While Château Lynch-Bages dates to the 18th century, my next stop, Château Peyfaures, was purchased by its current owner only nine years ago. Although it faces the vineyards of Saint-Émilion, where some of the grand crus of Bordeaux are produced, it has never achieved that kind of renown. Nicole Godeau wants to rectify that.
Godeau invites us into her 19th-century château, which is well lived in, in that exquisite French way. Japanese and African artifacts share space with a plastic Tasmanian devil golf trophy. The thick dining table is laden with bunches of grapes from the row of unharvested vines nearest the kitchen door, various cheeses, tiny petits fours and savoury snacks. Godeau’s friends are at work in the kitchen preparing jars of quince, apple and pear jam, “with a little rosewater,” she explains, “just like in Morocco.” Martha Stewart, eat your heart out, it says in my notes.

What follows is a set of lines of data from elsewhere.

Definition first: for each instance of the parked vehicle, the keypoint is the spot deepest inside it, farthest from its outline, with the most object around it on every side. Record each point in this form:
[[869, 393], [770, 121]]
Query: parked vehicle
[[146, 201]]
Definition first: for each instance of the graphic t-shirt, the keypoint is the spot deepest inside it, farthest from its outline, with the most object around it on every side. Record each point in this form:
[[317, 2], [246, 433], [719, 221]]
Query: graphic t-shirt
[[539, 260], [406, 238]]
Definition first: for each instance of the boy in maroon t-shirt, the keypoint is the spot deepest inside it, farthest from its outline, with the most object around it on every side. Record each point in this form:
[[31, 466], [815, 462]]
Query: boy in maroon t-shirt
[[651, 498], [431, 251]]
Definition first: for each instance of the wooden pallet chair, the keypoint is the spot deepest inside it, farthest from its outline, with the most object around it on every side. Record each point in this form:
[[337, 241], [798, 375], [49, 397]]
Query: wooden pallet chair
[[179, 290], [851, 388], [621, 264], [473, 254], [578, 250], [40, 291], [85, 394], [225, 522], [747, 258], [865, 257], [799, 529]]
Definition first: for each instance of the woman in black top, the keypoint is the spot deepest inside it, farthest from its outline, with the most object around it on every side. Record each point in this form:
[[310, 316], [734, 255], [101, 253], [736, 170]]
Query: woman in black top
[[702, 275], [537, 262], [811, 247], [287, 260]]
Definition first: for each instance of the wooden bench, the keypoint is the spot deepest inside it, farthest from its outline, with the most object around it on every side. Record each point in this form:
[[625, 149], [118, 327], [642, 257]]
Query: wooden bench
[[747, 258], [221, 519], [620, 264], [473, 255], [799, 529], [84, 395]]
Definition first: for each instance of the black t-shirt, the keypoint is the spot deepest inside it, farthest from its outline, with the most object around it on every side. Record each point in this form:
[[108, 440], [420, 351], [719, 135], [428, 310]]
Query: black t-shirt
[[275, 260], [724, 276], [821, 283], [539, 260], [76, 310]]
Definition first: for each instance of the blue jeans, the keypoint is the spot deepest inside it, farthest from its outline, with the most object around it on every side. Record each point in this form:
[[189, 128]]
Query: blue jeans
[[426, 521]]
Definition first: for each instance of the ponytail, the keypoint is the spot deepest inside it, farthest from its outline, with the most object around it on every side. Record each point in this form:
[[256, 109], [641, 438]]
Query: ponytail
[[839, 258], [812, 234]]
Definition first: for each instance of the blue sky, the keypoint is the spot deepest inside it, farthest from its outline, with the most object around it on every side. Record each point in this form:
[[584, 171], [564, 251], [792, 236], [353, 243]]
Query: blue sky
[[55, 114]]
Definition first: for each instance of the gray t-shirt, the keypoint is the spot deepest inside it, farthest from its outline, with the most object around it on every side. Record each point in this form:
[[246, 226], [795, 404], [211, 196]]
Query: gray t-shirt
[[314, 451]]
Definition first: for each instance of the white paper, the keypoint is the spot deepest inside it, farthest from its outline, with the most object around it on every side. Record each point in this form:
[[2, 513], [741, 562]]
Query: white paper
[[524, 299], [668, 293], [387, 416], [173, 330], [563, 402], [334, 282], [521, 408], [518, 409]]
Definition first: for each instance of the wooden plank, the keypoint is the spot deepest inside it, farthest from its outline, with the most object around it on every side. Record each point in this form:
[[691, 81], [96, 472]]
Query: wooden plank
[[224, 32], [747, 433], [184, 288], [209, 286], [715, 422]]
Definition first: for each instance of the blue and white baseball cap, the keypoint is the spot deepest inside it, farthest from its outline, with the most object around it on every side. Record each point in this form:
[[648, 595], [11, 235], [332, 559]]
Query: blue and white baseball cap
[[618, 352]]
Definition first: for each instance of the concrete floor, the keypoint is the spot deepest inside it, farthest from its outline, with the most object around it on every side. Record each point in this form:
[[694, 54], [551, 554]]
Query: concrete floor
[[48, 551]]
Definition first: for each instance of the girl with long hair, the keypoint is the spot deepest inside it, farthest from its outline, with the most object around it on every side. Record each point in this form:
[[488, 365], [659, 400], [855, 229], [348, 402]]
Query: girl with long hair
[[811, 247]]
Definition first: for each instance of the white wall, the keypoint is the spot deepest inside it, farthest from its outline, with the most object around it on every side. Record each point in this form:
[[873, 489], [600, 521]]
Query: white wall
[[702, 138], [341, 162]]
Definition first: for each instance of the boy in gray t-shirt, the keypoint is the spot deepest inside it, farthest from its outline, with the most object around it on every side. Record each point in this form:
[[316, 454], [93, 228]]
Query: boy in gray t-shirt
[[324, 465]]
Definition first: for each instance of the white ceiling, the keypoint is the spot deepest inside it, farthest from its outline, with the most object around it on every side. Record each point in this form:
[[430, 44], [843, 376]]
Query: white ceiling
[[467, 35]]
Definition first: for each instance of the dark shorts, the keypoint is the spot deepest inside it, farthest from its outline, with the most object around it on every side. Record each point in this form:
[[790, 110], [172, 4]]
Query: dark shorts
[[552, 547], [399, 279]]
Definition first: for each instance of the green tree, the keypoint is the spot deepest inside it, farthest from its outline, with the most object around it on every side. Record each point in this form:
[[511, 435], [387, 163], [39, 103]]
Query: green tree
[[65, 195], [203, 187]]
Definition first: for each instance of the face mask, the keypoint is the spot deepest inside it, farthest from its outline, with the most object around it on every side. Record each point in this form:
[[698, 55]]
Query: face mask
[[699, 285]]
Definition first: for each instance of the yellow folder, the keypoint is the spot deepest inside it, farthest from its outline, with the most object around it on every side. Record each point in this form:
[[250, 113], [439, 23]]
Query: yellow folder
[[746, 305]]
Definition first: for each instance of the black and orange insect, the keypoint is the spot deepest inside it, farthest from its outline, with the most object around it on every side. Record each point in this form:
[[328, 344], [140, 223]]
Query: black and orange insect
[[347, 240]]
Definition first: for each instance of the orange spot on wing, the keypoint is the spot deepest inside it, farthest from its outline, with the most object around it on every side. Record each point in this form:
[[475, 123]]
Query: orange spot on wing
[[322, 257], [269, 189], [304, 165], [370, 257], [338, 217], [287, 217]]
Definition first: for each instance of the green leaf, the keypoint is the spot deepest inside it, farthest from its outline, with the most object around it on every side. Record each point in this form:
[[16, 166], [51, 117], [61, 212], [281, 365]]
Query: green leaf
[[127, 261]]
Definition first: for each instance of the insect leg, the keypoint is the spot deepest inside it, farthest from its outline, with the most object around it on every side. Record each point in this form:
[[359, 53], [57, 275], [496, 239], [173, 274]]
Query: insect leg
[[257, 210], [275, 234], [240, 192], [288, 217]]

Godeau, a chemist who operated a pharmacy for many years, completed a wine-tasting diploma and began making changes to her 17 hectares. “We started quietly with the pruning in the vineyard first, and then the techniques in the cellar,” she explains of her innovations to reduce yield and increase quality. She pours tastes of the well-received 2003 Château Peyfaures and 2002 L’Alpha du Château Peyfaures. The 2002 is particularly stylish and modern, tasting of honeyed almonds and plums with soft, warm tannins.
Godeau takes me on a tour of her new Guy Tropes-designed cellar and presents me with a bottle of her aptly named Dame de coeur 2003. With it she bestows on me an all-important quote from the famed Spanish winemaker Miguel Torres: “Every clever man should order a wine that women like.”